Until recently, students were advised not to bother studying for college placement exams. Now high schools and colleges are trying to help students prepare for the tests.
In some high schools, juniors take college placement tests to provide an early warning of what college requires and chance to catch up in 12th grade. Community colleges also are trying to help prospective students brush up on math or English skills before they’re placed in developmental classes.
Faced with poor success rates for students placed in remedial classes, community colleges are Doing Developmental Education Differently, reports Inside Out, a new publication by the Community College Research Center‘s Scaling Innovation project.
Roughly 45 percent of students who place into a developmental math course one level below the college level complete their remediation requirements. Among students who begin three or more levels below college math, only 17 percent complete their entire developmental sequence. More than half of students who do complete all of their developmental courses do not complete the subsequent gatekeeper course.

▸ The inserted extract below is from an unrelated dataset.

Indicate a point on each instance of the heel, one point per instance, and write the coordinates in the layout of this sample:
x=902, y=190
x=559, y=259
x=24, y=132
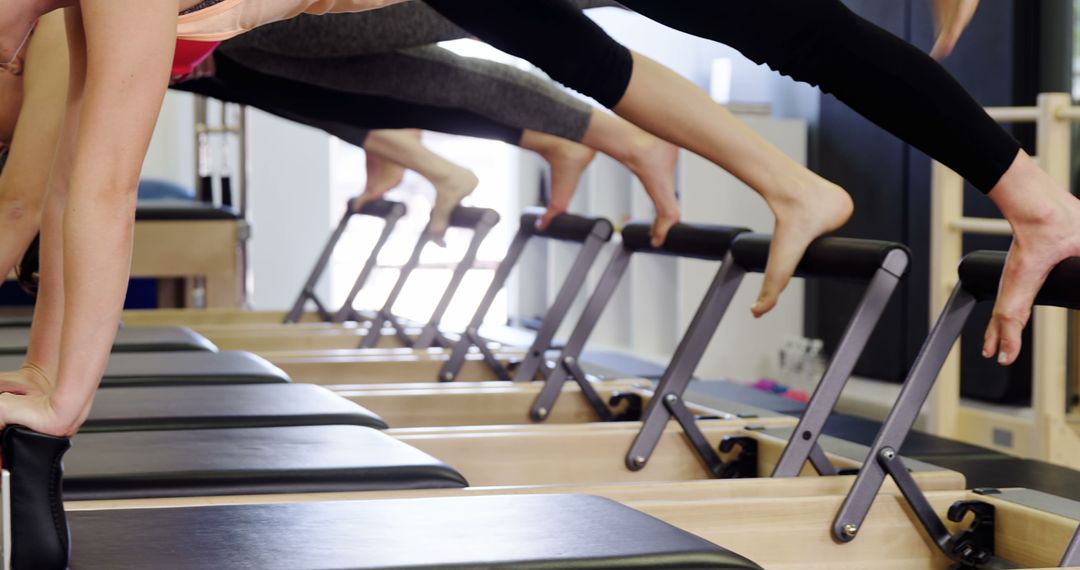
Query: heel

Learning communities, compressed courses and mainstreaming hold promise for improved outcomes, CCRC research has found, but benefits “appear to be modest and relatively short-term.” Scaling Innovation seeks to understand how small-scale innovations can be expanded and adapted to “generate significant long-term impacts.”
Scaling Innovation is working on replicating several models:
The Accelerated Learning Project (ALP) at the Community College of Baltimore County (CCBC) places eight upper-level developmental writing students in introductory college composition with 12 “college-ready” classmates. ALP students simultaneously take a companion course taught by the same instructor.

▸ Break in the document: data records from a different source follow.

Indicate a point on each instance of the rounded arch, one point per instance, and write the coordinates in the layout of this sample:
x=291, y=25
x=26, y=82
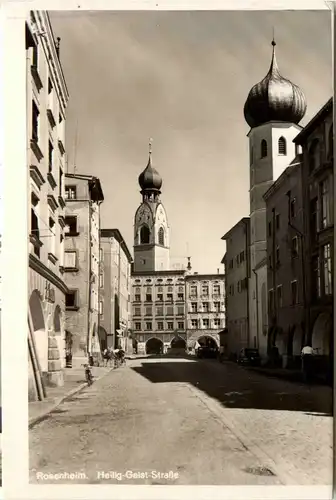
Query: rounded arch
x=178, y=343
x=331, y=142
x=57, y=320
x=154, y=346
x=207, y=341
x=322, y=332
x=144, y=234
x=314, y=154
x=282, y=146
x=263, y=149
x=161, y=236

Concepts of Numbers for Arithmetic and Pre-algebra at Montgomery County Community College (MCCC) in Blue Bell, Pennsylvania “employs a conceptual rather than topic-focused approach in teaching arithmetic in order to make mathematical connections more transparent and to provide students with sustained practice in foundational elements of quantitative reasoning.”
The California Acceleration Project (CAP) pilots new English and math classes that shorten the developmental sequence and teach “the most essential skills and habits of mind required for student success.”